Bizarre Bazaar: attackers monetizing exposed LLM & MCP endpoints (LLMjacking)

• Category: Security

  • What happened: Researchers observed a campaign targeting exposed LLM service endpoints (and, increasingly, MCP endpoints) and turning access into a commodity.
  • Observed scale: The report cites tens of thousands of attack sessions seen in honeypots over ~40 days.
  • Monetization: Abuse includes stealing compute (inference is expensive), reselling API access, and mining value from prompts/conversation history.
  • Target surface: self-hosted LLM servers, OpenAI-compatible APIs, development/staging environments with public IPs, and publicly reachable MCP servers.
  • Typical weak points: no auth, weak auth, missing network segmentation, permissive CORS/proxying, and “it’s just a dev box” deployment habits.
  • Timing: Attackers reportedly move quickly after endpoints appear in internet scanners (Shodan/Censys).
  • Not just cost-fraud: MCP exposure turns LLM endpoint compromise into a path for lateral movement (shell commands, Kubernetes interactions, cloud access), depending on how tools are wired.

Why it matters

  • New perimeter: “LLM endpoints” are becoming production infrastructure, but many orgs still protect them like a demo.
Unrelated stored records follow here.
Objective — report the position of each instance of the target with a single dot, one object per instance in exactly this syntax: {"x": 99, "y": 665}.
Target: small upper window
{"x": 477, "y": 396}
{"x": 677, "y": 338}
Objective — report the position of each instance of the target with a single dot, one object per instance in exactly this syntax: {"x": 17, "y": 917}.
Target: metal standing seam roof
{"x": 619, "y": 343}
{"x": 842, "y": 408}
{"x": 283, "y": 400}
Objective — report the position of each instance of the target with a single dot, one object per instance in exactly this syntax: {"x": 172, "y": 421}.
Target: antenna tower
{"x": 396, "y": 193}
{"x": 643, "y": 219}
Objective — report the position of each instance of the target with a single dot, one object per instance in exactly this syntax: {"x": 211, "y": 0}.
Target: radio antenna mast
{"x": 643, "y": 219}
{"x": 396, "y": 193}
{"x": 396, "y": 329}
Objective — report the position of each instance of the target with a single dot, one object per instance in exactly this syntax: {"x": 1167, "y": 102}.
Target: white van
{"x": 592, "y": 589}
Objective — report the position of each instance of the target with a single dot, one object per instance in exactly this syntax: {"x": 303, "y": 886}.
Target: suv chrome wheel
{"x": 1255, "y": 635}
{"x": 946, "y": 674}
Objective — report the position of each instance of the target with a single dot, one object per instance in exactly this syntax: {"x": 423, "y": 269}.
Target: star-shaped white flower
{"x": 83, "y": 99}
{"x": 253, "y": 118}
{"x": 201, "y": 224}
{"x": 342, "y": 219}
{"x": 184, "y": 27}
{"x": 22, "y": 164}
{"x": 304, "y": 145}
Attackers are adapting faster than governance.
  • High blast radius: Even without classic RCE, prompt logs + tool integrations can expose secrets, internal docs, and operational context.
  • Billing risk is real: A single abused endpoint can generate outsized compute costs, especially if you proxy to paid providers.

What to do

  1. Inventory: list every LLM/MCP endpoint (prod + staging + dev) and who can reach it.
  2. Close the internet: default to private networking (VPN, VPC-only). If it must be public, enforce auth (mTLS/OAuth/API keys) + rate limits + WAF rules.
  3. Separate tools: don’t run “LLM gateway” and “privileged tools” in the same trust zone. Treat MCP servers as sensitive backends.
  4. Log & alert: track unusual request volume, unknown user agents, high token usage, and unexpected tool invocation patterns.
  5. Harden defaults: ensure Ollama/OpenAI-compatible servers aren’t exposed unauthenticated; lock down reverse proxies and disable directory listings/debug routes.